= Michael Makuei Lueth =

South sudan Minister of Justice and Constitutional affairs

 Michael Makuei Lueth is a South Sudanese politician. He is the current minister of Justice and Constitutional affairs of the Republic of South Sudan.

Lueth hails from Bor, in a payam called Makuac payam and a clan called Koc. He joined the Sudan People's Liberation Army(SPLA) in 1983 to fight for the liberation of South Sudan along with his other comrades. He graduated as a lawyer at the University of Khartoum in 1977 and worked as a legal Counsel and as a Judge.
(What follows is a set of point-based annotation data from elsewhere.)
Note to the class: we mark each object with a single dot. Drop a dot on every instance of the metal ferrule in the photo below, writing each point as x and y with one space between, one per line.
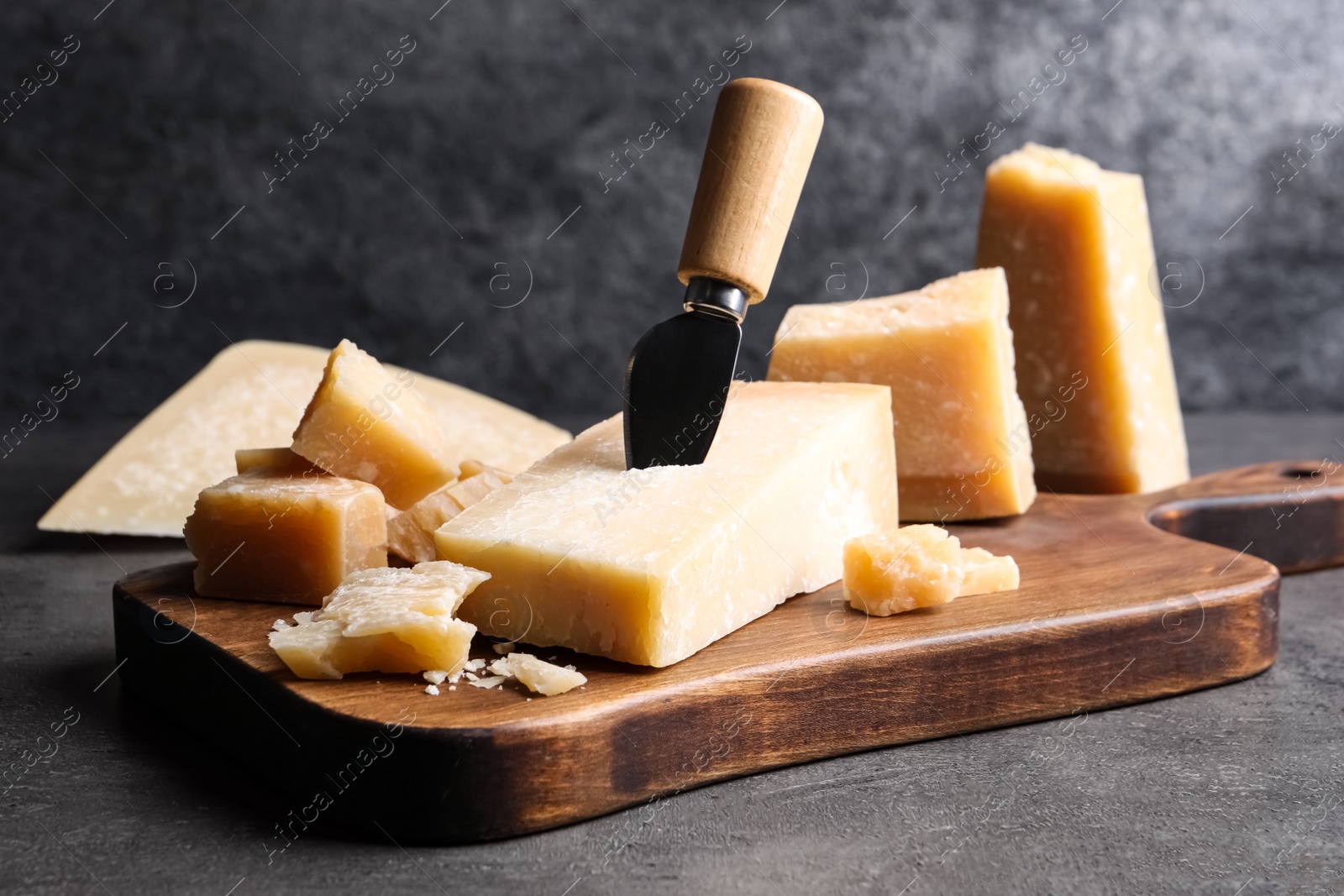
716 297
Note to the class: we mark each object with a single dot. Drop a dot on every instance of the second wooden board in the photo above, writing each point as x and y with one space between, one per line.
1112 610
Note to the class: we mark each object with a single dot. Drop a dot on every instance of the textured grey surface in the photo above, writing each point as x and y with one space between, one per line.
497 125
1229 792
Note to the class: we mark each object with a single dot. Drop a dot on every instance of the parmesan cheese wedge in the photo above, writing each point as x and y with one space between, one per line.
410 533
920 566
390 620
253 394
277 535
1095 365
947 354
651 566
367 423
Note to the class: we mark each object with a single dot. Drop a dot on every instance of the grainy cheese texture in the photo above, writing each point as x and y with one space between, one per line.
651 566
948 355
253 396
383 621
920 566
410 533
367 423
1095 365
279 535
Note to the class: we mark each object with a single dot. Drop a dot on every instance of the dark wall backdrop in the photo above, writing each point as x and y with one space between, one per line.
134 163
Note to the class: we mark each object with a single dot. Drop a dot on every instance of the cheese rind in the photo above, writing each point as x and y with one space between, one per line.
538 674
920 566
270 535
651 566
253 392
1095 365
948 355
367 423
390 620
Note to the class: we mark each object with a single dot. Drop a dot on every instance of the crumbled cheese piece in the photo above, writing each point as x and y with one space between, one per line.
539 676
386 620
920 566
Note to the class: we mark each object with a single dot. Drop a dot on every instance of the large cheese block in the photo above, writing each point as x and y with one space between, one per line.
649 566
948 355
1093 360
253 396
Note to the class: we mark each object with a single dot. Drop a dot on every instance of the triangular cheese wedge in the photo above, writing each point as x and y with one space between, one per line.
252 396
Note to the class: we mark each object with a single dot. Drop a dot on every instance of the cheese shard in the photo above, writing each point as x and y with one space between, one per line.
253 394
948 355
1095 367
272 535
410 533
272 459
651 566
920 566
538 674
390 620
367 423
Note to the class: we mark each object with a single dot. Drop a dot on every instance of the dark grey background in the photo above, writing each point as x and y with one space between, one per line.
496 129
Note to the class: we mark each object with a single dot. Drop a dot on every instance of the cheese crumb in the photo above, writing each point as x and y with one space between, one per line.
920 566
383 620
539 676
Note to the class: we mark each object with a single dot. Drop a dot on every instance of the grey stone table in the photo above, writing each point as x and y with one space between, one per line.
1231 792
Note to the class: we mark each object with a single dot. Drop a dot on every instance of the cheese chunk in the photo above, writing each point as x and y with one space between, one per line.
281 459
270 535
537 674
918 566
385 621
255 394
1095 369
947 354
365 422
410 533
651 566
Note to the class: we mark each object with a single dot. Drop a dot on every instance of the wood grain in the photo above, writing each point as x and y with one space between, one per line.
757 156
1112 610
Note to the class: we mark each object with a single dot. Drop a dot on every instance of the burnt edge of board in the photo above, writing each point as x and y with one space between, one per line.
467 785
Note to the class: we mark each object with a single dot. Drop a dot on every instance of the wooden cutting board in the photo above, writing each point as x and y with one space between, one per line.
1112 610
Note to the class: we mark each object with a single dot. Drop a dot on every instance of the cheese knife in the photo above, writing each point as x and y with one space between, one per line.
678 379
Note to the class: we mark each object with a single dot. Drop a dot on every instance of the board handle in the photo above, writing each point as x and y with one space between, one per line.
1287 512
759 154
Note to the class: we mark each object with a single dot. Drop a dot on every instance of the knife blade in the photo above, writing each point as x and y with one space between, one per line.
756 161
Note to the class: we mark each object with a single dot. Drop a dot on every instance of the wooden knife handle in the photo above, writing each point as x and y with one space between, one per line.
759 148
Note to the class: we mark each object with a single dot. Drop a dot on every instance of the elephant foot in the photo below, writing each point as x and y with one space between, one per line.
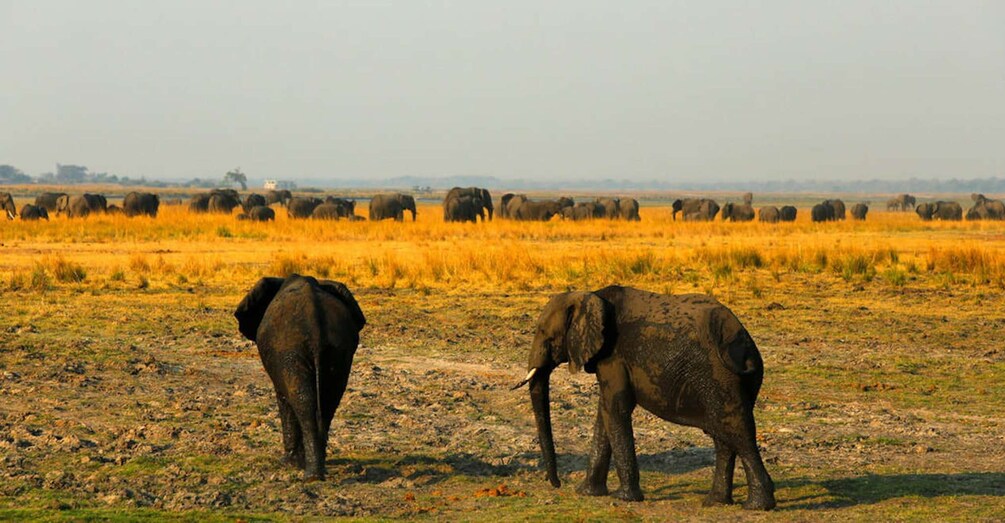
588 488
717 498
759 501
628 494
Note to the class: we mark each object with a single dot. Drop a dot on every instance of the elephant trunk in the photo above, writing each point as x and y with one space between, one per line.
542 413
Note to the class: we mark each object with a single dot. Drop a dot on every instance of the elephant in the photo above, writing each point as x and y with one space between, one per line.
822 212
531 210
253 200
628 209
307 332
81 205
48 200
300 207
281 197
838 209
510 203
769 214
391 206
947 210
7 202
685 358
985 208
695 209
464 208
738 212
482 195
345 207
137 203
31 212
260 213
583 211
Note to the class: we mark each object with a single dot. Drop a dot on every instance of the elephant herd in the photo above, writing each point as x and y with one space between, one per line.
685 358
80 205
It is with this background that he has been serving as the minister of information in the transitional government of National Unity in the Republic of South Sudan as of 2022.

== Sanctions ==
Lueth is currently on the list of Specially Designated Nationals and Blocked Persons list of the United States Office of Foreign Assets Control. The sanctions were placed on him in September 2017 after reports emerged that Lueth was instrumental in undermining Kiir's initial willingness to sign the peace agreement.

The United Kingdom also sanctioned the politician for "obstructing the political process in South Sudan, in particular by obstructing the implementation of the Agreement on the Resolution of the Conflict in South Sudan."

==COVID-19==
On 19 May 2020, he and all members of the nation's 15-member coronavirus task force tested positive for COVID-19.